Question

Two spherical conductors A and B of radii $1mm$ and $2mm$ separated by a distance of $5cm$ and are uniformly charged. IF the spheres are connected by a conducting wire then in equilibrium condition, the ratio of the magnitude of the electric fields at the surfaces of spheres A and B is:

Answer 1

In the equilibrium condition, the potential at the surface of both the sphere would be the same and hence, by equating them we can find out the total charge on each sphere. From the values of the charge, we can find out the electric fields at the surface of the two spheres.
Formula used:
$V=K\dfrac{Q}{R}$
$E=K\dfrac{Q}{{{R}^{2}}}$

Complete answer:
In the equilibrium condition, the potential of both the spherical conductors will be equal and hence, we will use the formula for the potential on a spherical conductor at its surface in terms of the charge on the sphere and its radius.
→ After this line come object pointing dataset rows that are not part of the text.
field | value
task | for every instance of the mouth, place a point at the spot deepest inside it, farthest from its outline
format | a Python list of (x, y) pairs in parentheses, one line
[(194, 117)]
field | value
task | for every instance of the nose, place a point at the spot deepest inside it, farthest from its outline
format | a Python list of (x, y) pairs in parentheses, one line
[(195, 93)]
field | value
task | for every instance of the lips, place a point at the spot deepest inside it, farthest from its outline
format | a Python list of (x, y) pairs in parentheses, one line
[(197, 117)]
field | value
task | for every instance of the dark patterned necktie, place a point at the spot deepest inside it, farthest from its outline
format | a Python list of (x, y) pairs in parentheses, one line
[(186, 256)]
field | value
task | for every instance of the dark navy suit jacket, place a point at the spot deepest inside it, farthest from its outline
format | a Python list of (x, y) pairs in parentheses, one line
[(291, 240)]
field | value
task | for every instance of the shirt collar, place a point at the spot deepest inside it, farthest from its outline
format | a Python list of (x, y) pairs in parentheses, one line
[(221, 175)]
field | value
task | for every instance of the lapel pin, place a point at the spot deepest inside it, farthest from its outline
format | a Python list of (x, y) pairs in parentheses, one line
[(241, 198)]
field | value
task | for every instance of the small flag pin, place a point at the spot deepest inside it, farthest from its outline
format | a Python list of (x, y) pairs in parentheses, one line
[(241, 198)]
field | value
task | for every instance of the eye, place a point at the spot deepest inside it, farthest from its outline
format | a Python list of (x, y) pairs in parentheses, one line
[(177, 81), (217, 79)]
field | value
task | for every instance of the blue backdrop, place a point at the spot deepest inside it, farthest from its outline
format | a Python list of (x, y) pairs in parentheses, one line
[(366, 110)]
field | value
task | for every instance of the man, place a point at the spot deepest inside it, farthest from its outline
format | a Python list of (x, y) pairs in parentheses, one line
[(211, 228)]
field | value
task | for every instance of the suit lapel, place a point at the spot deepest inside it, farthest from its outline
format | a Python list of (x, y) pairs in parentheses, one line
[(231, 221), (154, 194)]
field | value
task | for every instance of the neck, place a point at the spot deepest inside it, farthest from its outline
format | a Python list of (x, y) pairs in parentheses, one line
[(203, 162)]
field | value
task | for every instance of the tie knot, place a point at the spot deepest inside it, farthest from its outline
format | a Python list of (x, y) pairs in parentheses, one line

The potential $V$ at the surface of a spherical conductor of radius $R$ and total charge $Q$ is given by
$V=K\dfrac{Q}{R}$ --(1)
where $K=9\times {{10}^{9}}N{{m}^{2}}{{C}^{-2}}$ is the universal electric constant.
Also, the electric field $E$ on the surface of a uniformly charged spherical conductor having charge $Q$ and radius $R$ is given by
$E=K\dfrac{Q}{{{R}^{2}}}$ --(2)
Now, let us analyze the question.
The radius of the sphere A is ${{R}_{A}}=1mm$
Let the charge on the sphere A be ${{Q}_{A}}$
Let the electric field on the surface of sphere $A$ be ${{E}_{A}}$
Let the potential at the surface of sphere $A$ be ${{V}_{A}}$.
The radius of the sphere B is ${{R}_{B}}=2mm$
Let the charge on the sphere B be ${{Q}_{B}}$
Let the electric field on the surface of sphere $B$ be ${{E}_{B}}$
Let the potential at the surface of sphere $B$ be ${{V}_{B}}$.
Now since the two spheres are joined by a wire and they are in equilibrium, their potentials must be the same.
$\therefore {{V}_{A}}={{V}_{B}}$ --(3)
Also, using (1), we get
${{V}_{A}}=K\dfrac{{{Q}_{A}}}{{{R}_{A}}}$ --(4)
${{V}_{B}}=K\dfrac{{{Q}_{B}}}{{{R}_{B}}}$ --(5)
Putting (4) and (5) in (3), we get
$K\dfrac{{{Q}_{A}}}{{{R}_{A}}}=K\dfrac{{{Q}_{B}}}{{{R}_{B}}}$
$\therefore \dfrac{{{Q}_{A}}}{{{R}_{A}}}=\dfrac{{{Q}_{B}}}{{{R}_{B}}}$
$\therefore \dfrac{{{Q}_{A}}}{{{Q}_{B}}}=\dfrac{{{R}_{A}}}{{{R}_{B}}}$ --(6)
Now, using (2), we get
${{E}_{A}}=K\dfrac{{{Q}_{A}}}{{{R}_{A}}^{2}}$
${{E}_{B}}=K\dfrac{{{Q}_{B}}}{{{R}_{{{B}^{2}}}}}$
$\therefore \dfrac{{{E}_{A}}}{{{E}_{B}}}=\dfrac{\dfrac{{{Q}_{A}}}{{{R}_{A}}^{2}}}{\dfrac{{{Q}_{B}}}{{{R}_{B}}^{2}}}=\dfrac{{{Q}_{A}}}{{{Q}_{B}}}{{\left( \dfrac{{{R}_{B}}}{{{R}_{A}}} \right)}^{2}}$ --(7)
Putting (6) in (7), we get
$\dfrac{{{E}_{A}}}{{{E}_{B}}}=\dfrac{{{R}_{A}}}{{{R}_{B}}}{{\left( \dfrac{{{R}_{B}}}{{{R}_{A}}} \right)}^{2}}=\dfrac{{{R}_{B}}}{{{R}_{A}}}=\dfrac{2}{1}=2:1$
Therefore, we have got the required ratio of the magnitudes of the electric field at the surfaces of the two spherical conductors as $2:1$.

Note:
Students must note that in this problem, we ignored the effect of the second spherical conductor on the first and the electric field at the surface of the second sphere due to the first because the distance between the spheres was much greater than the radii of the spheres and since the magnitude of the electric field falls off as the square of the distance, so in effect the electric field due to a second sphere at the first sphere would not have any considerable effect. However, if the distance between the spheres would be comparable to their radii, then we would have taken into account the other sphere’s contribution also while calculating the electric field at the surface of one of the spheres.